Finally, the difficulty and pressure game mechanic factors are the important elements in serious game design. The results show that a moderated level of both factors can obtain better performance. These are the valuable and crucial contributions of this study.

6. Future Recommendation

This research can act as a reference for game developers designing a game for cognitive training in the future. They can apply this design and the game mechanic factors to other games designed to increase cognitive function.
Analyzing other age groups is suitable for further research on the effectiveness of serious games involving mental arithmetic calculations, for children, teenagers, and adults. Because individuals of different ages have different levels of cognitive function abilities, by comparing the pre-test and post-test scores of training, we can determine whether there are significant effects on attention span and executive functions. Moreover, analyzing the effectiveness of game mechanic factors (difficulty, pressure, and competition) on groups of different ages is another suggestion for future research.

Author Contributions

Y.-K.W. provided conceptualization, designed the experiments, wrote the original draft and manuscript, and conducted the investigation and data analysis; C.-F.W. supervised the entire study; C.-F.W. and Y.-H.T. provided visualization and resources; and Y.-K.W., C.-F.W. and Y.-H.T. provided the methodology and project administration. All authors have read and agreed to the published version of the manuscript.

Funding

This research received no external funding.
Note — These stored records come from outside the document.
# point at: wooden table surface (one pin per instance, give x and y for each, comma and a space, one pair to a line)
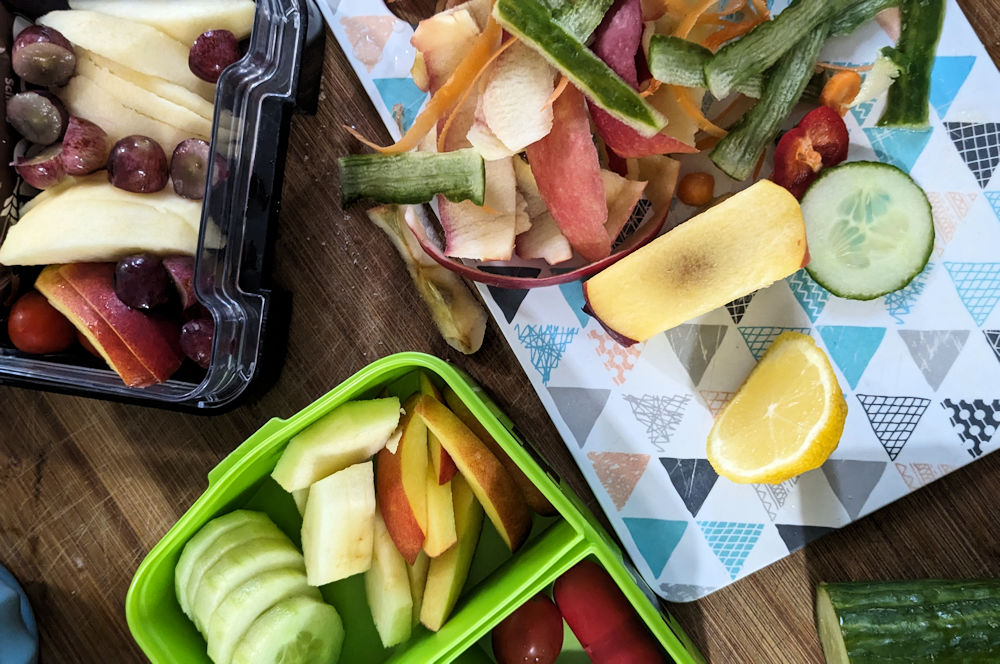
88, 487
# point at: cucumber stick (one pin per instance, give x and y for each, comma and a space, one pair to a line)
413, 177
737, 153
907, 102
869, 228
532, 21
904, 622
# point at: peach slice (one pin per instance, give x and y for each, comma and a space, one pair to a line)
747, 242
532, 495
490, 482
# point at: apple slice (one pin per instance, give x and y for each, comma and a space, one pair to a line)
447, 573
400, 480
444, 467
143, 48
387, 587
184, 20
566, 168
490, 482
417, 574
339, 525
532, 494
747, 242
349, 434
440, 517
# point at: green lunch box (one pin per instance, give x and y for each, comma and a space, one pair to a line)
498, 582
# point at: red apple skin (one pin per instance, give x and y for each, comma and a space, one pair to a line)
154, 341
92, 328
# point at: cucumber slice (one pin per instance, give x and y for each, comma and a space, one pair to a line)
233, 617
869, 228
228, 541
298, 630
236, 567
201, 542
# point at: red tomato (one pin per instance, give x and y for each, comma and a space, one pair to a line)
602, 618
819, 140
36, 327
530, 635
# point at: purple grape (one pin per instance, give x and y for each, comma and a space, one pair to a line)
211, 53
142, 282
38, 116
44, 169
138, 164
43, 56
196, 340
85, 147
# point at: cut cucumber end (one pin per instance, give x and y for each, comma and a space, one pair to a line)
869, 227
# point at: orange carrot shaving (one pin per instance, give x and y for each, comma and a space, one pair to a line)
458, 84
691, 109
465, 94
840, 91
557, 92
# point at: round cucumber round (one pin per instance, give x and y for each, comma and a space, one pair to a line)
298, 630
869, 228
201, 542
237, 566
241, 607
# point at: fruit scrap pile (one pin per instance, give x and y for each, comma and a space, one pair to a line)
396, 494
110, 90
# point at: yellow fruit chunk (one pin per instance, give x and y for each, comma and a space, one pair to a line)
785, 419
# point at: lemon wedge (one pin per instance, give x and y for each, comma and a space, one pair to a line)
786, 418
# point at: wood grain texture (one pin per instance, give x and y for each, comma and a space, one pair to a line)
88, 487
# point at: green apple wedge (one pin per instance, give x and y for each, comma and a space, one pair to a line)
347, 435
387, 587
447, 573
339, 525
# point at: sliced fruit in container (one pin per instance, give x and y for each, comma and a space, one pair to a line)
870, 229
786, 418
747, 242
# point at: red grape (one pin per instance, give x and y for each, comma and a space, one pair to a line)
36, 327
43, 56
142, 282
211, 53
138, 164
196, 340
532, 634
38, 116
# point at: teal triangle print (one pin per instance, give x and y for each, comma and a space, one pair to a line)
994, 198
693, 480
546, 345
900, 303
759, 339
573, 294
853, 482
695, 346
934, 351
947, 78
852, 348
810, 295
402, 97
656, 539
580, 407
979, 146
731, 542
899, 147
893, 419
978, 285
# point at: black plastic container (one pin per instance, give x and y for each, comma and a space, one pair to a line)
254, 103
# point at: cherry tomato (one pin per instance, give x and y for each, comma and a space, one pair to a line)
818, 141
36, 327
530, 635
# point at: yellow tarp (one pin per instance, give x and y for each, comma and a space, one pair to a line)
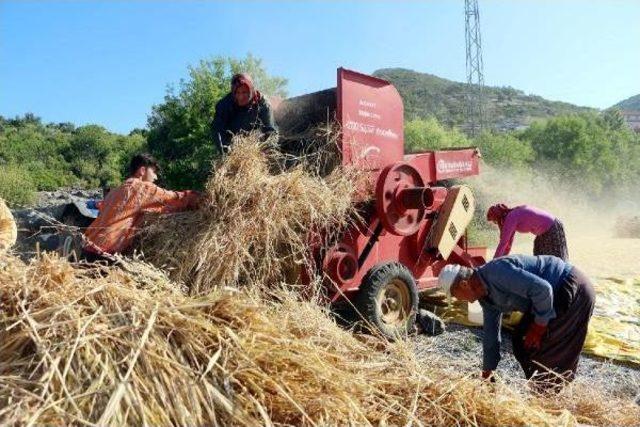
614, 330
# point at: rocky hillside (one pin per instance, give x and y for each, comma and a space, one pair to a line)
507, 108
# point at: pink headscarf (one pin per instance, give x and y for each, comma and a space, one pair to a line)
244, 79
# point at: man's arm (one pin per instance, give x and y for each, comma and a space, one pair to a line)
518, 281
491, 338
159, 200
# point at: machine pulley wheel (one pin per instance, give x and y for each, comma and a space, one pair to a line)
397, 218
388, 299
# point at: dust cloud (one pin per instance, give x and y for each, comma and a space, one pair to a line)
590, 222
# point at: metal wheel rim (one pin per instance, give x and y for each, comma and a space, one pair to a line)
394, 302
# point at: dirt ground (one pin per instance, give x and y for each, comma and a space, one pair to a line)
599, 254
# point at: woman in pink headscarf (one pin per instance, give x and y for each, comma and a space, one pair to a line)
550, 237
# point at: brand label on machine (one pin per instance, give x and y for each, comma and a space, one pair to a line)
444, 166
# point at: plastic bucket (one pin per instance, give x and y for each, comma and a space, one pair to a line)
474, 313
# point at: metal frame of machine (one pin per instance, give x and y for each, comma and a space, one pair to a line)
414, 226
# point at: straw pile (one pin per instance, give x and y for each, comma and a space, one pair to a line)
254, 225
126, 345
101, 346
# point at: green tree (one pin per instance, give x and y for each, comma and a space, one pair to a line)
429, 134
586, 149
505, 150
179, 129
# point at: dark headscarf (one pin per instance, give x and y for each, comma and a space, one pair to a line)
244, 79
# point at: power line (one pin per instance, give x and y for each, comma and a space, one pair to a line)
475, 77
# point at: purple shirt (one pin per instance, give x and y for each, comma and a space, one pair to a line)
523, 219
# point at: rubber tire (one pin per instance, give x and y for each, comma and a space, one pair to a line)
375, 279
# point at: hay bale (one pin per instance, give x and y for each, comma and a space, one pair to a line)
254, 225
82, 346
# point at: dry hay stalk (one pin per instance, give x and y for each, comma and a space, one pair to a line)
254, 225
89, 347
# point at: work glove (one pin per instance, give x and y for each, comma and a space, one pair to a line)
533, 338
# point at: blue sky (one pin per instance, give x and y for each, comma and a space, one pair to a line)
109, 62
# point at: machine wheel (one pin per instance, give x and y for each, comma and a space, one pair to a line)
388, 299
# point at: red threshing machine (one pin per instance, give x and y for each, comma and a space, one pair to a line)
415, 224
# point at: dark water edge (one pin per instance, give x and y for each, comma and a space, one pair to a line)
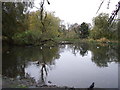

Institutional Review Board Statement

This study was conducted in accordance with the Declaration of Helsinki and approved by the Institutional Review Board (or Ethics Committee) of National Taiwan University (protocol code: 202012ES066 and date of approval: 15 March 2021).

Informed Consent Statement

Informed consent was obtained from all subjects involved in the study.

Acknowledgments

The authors would like to thank the research protocol of “A study on design specifications and human–machine interaction model of service robots for different tasks” from Tatung University, and to thank the editor and reviewers for their constructive suggestions, which improved this manuscript.

Conflicts of Interest

The authors declare no conflict of interest.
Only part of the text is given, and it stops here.